All of lore.kernel.org
 help / color / mirror / Atom feed
From: luoxuanqiang <xuanqiang.luo@linux.dev>
To: Kuniyuki Iwashima <kuniyu@google.com>
Cc: edumazet@google.com, davem@davemloft.net, kuba@kernel.org,
	kernelxing@tencent.com, netdev@vger.kernel.org,
	Xuanqiang Luo <luoxuanqiang@kylinos.cn>
Subject: Re: [PATCH net] inet: Avoid established lookup missing active sk
Date: Wed, 3 Sep 2025 15:54:41 +0800	[thread overview]
Message-ID: <3ca7ad52-bfd6-4619-abef-93bf5be3969c@linux.dev> (raw)

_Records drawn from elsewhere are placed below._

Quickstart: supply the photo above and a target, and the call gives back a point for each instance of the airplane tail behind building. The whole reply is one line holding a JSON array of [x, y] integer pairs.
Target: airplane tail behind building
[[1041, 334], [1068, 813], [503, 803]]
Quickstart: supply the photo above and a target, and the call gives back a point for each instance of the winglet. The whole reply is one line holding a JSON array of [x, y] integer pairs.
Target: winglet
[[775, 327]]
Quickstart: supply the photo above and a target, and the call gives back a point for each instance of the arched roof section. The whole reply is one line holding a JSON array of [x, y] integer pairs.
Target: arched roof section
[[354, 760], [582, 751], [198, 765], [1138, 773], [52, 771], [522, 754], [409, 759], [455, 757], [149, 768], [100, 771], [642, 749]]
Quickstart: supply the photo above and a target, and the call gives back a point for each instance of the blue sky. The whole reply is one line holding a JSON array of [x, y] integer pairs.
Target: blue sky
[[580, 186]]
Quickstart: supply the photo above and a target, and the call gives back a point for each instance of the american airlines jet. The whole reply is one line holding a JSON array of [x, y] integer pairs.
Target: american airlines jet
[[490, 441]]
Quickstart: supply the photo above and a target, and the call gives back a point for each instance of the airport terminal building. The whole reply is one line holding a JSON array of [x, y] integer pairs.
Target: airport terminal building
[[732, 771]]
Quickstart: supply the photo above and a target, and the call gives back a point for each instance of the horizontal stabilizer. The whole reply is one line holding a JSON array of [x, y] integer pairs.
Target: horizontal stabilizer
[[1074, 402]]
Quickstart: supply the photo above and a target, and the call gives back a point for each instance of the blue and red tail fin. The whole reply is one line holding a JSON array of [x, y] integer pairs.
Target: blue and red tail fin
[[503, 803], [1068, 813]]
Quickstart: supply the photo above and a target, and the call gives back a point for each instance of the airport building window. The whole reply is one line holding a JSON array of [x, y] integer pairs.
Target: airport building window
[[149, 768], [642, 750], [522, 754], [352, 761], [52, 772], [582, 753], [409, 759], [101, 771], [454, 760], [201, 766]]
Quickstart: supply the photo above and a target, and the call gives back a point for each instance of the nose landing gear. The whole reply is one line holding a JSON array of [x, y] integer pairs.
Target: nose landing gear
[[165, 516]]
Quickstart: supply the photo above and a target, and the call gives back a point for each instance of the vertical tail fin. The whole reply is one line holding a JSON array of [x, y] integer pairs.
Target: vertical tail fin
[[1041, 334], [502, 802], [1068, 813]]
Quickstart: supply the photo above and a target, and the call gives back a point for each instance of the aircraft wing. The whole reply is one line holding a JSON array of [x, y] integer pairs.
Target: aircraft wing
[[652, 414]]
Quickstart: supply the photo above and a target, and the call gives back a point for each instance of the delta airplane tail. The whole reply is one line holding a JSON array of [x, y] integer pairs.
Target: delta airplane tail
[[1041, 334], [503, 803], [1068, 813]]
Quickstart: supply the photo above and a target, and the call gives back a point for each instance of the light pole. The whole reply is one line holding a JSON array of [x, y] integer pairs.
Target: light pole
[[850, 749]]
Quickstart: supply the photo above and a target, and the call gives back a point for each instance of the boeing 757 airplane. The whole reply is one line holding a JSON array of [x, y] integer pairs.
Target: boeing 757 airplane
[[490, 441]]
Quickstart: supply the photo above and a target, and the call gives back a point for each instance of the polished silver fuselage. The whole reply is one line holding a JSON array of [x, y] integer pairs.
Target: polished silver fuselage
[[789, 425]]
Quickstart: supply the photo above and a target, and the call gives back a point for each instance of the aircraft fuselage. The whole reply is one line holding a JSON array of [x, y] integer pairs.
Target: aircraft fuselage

In-Reply-To: <CAAVpQUDZFCYNMQ08uRLu388cmggckzPeP=N7WncFyxN-_hgaMw@mail.gmail.com>


在 2025/9/3 13:48, Kuniyuki Iwashima 写道:
> On Tue, Sep 2, 2025 at 10:16 PM Kuniyuki Iwashima <kuniyu@google.com> wrote:
>> On Tue, Sep 2, 2025 at 7:45 PM Xuanqiang Luo <xuanqiang.luo@linux.dev> wrote:
>>> From: Xuanqiang Luo <luoxuanqiang@kylinos.cn>
>>>
>>> Since the lookup of sk in ehash is lockless, when one CPU is performing a
>>> lookup while another CPU is executing delete and insert operations
>>> (deleting reqsk and inserting sk), the lookup CPU may miss either of
>>> them, if sk cannot be found, an RST may be sent.
>>>
>>> The call trace map is drawn as follows:
>>>     CPU 0                           CPU 1
>>>     -----                           -----
>>>                                  spin_lock()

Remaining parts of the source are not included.